Now for the stupid web cam trick. Wouldn't it be neat to have a bunch of video feeds with the end result being a sort of kaleidoscopic effect. This is accomplished by simply “flipping” the movie clips containing the video object. Let's have some fun.

  1. Create a new movie clip and add a video object named myVid to the movie clip. You add the video object by selecting New Video... from the Library's pop down menu. The Video Properties dialog box that opens will, first, ask you to name the object. In this case the default - Video 1- will do. The next question essentially asks if you want to use ActionScript to feed the video into the object or whether the video will be embedded on the time. Considering embedding is "evil", be sure to select Video(ActionScript-controlled) before you click OK.
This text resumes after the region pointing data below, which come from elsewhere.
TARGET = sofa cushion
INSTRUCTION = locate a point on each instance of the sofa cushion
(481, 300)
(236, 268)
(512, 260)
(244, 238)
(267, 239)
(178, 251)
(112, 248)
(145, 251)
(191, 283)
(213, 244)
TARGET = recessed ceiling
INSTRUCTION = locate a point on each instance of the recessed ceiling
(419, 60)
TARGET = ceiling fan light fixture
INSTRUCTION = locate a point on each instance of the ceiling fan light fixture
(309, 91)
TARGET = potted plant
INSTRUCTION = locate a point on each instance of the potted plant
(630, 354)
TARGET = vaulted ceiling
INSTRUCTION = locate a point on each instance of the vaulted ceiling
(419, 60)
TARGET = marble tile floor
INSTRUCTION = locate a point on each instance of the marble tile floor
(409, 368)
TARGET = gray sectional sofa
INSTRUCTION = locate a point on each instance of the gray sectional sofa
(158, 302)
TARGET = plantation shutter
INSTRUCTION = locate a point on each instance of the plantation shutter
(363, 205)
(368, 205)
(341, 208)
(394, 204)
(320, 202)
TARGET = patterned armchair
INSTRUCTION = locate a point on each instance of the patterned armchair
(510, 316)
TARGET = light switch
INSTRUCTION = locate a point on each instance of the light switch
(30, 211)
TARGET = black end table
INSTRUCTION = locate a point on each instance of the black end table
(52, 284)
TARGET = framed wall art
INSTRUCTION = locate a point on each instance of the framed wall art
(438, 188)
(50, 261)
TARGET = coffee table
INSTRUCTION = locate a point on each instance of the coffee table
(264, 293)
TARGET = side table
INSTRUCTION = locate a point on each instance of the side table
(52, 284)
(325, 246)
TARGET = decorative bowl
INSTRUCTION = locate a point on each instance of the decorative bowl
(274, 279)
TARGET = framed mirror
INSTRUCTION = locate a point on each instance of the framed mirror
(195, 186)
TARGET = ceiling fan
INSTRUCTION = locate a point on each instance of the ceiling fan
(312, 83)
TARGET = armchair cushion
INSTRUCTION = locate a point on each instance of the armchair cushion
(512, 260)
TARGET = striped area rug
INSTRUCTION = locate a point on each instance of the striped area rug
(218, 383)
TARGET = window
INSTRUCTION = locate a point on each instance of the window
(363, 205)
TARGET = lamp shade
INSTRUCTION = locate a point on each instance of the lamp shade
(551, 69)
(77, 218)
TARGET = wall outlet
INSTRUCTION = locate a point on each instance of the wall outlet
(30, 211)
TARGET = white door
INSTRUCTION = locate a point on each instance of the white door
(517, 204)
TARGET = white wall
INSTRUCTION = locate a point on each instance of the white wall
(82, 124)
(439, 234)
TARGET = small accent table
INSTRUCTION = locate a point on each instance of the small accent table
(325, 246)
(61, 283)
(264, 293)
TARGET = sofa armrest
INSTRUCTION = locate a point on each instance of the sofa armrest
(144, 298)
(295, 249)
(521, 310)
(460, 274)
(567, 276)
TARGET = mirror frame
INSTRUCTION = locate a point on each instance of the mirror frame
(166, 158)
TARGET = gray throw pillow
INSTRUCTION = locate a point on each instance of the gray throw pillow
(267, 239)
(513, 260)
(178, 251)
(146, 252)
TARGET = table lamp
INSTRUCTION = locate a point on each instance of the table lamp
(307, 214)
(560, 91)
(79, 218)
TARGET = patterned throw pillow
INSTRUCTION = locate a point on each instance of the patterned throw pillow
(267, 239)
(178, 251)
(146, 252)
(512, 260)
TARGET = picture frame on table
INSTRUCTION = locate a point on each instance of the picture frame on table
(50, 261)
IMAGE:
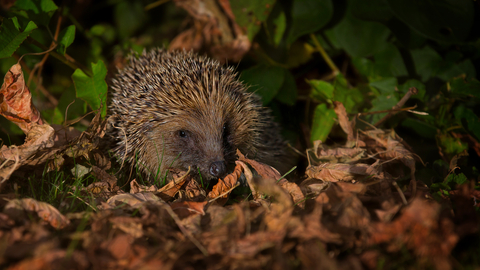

  2. Add a new layer to the movie clip's timeline name it Actions and add the following code to the Actions layer:

var myCamera: Camera = Camera.get();
myVid.attachVideo (myCamera);

  1. Close the Symbol editor and drag four copies of the movie clip from the Library onto the stage. Create a square with the movie clips and be sure that each clip is aligned with the others on the edges where they touch.

The movie clips on the stage

Image 3. The movie clips are on the stage and aligned with each other.

  1. Select the movie clip in the upper right corner and select Modify > Transform > Flip Horizontal. You will know the movie clip has flipped because its registration point will move to the upper right corner from the upper left corner of the movie clip.
  2. Select the movie clip in the bottom left corner and apply a vertical flip transform to the selection.
  3. Select the last clip and flip it vertically and then flip it horizontally.

You can tell the clips have been "flipping" by keeping an eye on the registration point- that little +-sign in the corner -for the movie clip. It will change position. When you finish the registration point will be at the four corners of the square.

The clips are aligned and flipped.

Image 4. The movie clips have been "flipped" as indicated by the positions of the registration points.

  1. Connect your web cam and save and test the movie. Watch what happens as you move.

The final product.

Image 5. I just know Flick will make me pay for this.